Recruitment Fraud

Recruitment Fraud

Recruiters make up almost 80% of the vacancy traffic here at My Job Hub. For the unaware, Recruiters, Agencies or Recruitment Consultants as they may be known are used by companies to search and select temporary or permanent staff. They may be retained so that companies use them to find every single new member of staff or they might be used on an ad-hoc basis to cope with growth, peaks in business or to cover staff absence.

A hot topic featured in this weeks BBC Fake Britain was the rare but extremely damaging issue of Recruitment Fraud. Sites like ours are take painstaking effort to vet and manage the thousands of adverts and advertisers each day, that said, it never hurts to know what to look out for.

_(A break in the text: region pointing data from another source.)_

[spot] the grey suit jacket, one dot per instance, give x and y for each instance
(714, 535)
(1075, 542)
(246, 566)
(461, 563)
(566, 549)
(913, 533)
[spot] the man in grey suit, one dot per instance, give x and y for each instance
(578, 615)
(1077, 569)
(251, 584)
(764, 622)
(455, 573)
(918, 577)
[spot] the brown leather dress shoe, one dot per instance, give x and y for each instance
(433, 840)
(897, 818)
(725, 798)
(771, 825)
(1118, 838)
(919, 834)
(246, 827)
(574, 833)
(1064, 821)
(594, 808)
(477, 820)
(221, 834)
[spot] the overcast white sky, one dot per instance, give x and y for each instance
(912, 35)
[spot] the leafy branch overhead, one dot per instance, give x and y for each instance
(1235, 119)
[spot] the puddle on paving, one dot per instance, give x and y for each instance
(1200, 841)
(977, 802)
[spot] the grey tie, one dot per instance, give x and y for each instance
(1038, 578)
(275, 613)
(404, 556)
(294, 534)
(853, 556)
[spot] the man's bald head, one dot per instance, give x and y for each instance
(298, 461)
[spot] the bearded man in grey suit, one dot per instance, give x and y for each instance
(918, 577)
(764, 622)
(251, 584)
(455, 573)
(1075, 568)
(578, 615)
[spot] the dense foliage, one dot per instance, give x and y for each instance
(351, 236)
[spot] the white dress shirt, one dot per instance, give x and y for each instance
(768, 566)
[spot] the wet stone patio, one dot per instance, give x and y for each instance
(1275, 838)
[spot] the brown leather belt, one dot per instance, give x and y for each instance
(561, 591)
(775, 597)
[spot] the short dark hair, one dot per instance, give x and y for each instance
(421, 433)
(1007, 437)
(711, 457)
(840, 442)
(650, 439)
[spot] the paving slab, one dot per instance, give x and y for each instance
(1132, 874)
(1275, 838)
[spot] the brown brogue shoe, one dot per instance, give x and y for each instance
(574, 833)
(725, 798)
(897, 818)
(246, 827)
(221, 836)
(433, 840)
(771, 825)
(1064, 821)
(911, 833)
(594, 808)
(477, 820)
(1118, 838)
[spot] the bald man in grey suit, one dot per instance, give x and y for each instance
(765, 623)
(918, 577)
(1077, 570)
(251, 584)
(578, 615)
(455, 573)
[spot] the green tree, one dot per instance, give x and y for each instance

In 2008 the Metropolitan Police created the Safer Jobs in order to help protect job-seekers, employers and service providers from crime during the process of communicating and fulfilling/acquiring employment opportunities

Below are a few examples of areas to be cautious about an examples of issues raised to Safer Jobs in recent months.

 

04The fake background check
Certain roles that have the responsibility of care or security will naturally require the Candidate to be security vetted. More often than not, this vetting comes in the form of a DBS Check. DBS (Disclosure and Barring Service) is the replacement for the now defunct CRB (Criminal Record Bureau) check. In recent years there has been a rise in recruiters asking for money up-front to undertake a check before any jobs can be applied for and then pocketing the cash and becoming conveniently unavailable when contacted without work ever materialising.

 

03

Travel & subsistence advance
This scam has arisen in roles based overseas or outside the Candidates locality. The “employer” claims that they will require costs covering for relocating the Candidate, for travel, accommodation or insurance. Students have recently been the target of scams for jobs that seem too good to be true offering opportunities, pay and career progression all for a small fee, of course. Often it is claimed that the Recruiter needs to organise the transfers themselves, through their own agent or because they are putting everyone on the same flight/coach and so the Candidate is asked to transfer funds before they can be considered for the role.

02

Premium rate phone numbers
If you are requested to call the recruiter and they don’t seem to have a local rate telephone number, a normal looking mobile number or you can’t find their branch number online, be cautious! It’s a rare one but it has been reported HERE some unscrupulous entities have encouraged job seekers to call their rather expensive numbers without any job opportunity ever materialising.

01

Training
For work in care, industry or other safety critical areas, training is essential. Ideally recruiters will seek Candidates with full certification. More established Recruiters may run regular courses and allow candidates to opt-in and up-skill. Unscrupulous recruiters may use such courses to generate revenue from workers unaware that the qualification holds no value and the training may be incorrect and unverified.

 

The above is just a small snapshot and an absolute minority of the scary bits of finding a job. rest assured that it’s rare and on a site such as ours, you wont get caught up in anything nasty, but it’s always good to know! The team over here at My Job Hub are all a bit experienced in this sort of thing and our advice is this:
Be cautious if you are are asked to pay up front fees. Although checks may be necessary, if money is being sought before you have met with the recruiter, found out about their Client or fully registered your personal details then alarm bells should quite rightly ring. It makes perfect sense that it is better for the
Recruiter to qualify you for a job based on your CV and personal details before they should request money.
Be very cautious if you are asked to pay fees by e-money. E-money is equivalent to cash and allows scammers easy access to the funds but often makes it very difficult to trace their identity, Western Union, PayPal or electronic payment cards are all classed as “E-money” some more reputable recruiters will even cover any costs and deduct them from your first wage or perhaps in the rarest of occasions, (since it’s of benefit to them and their client) cover the cost for you. Asking to be paid via anonymous payment routes and non provision of bank details should always raise concerns.
Beware of fast-track starts. Certain jobs may, quite rightly, be able to start very quickly. Trades like Care, Engineering or Construction have very standardised practices and so jobs can be started very quickly, not all jobs are the same though! If you seem to land the dream job overnight, exercise caution if it’s unusual that they might hire without an induction, interview or meeting you first.
Vet the Recruiter. Reference checking isn’t one way. A recruiter should want you to work for them and you should also want them to work with you! Check their website. Google the company name and make sure that you’re happy that they have no skeletons in their closet. Add your recruiter on LinkedIn and take time to know them and their other Clients.
Accreditations. Several trade bodies exist in the world of Recruitment APSCO, REC, IOR [Hyperlink all] that exist to raise professional standards and encourage accountability. Recruiters registered with a trade body are more likely to conform legally and ethically.
If it’s too good to be true… Lastly but not leastly is the old adage that if it sounds too good to be true, it may well be! Working from home, higher than typical pay or opportunities given to the vastly under-qualified should all ring alarm bells. Do your homework! If you’re going to be putting in many hours and possibly years with your next employer, honestly, a couple of hours research isn’t so bad.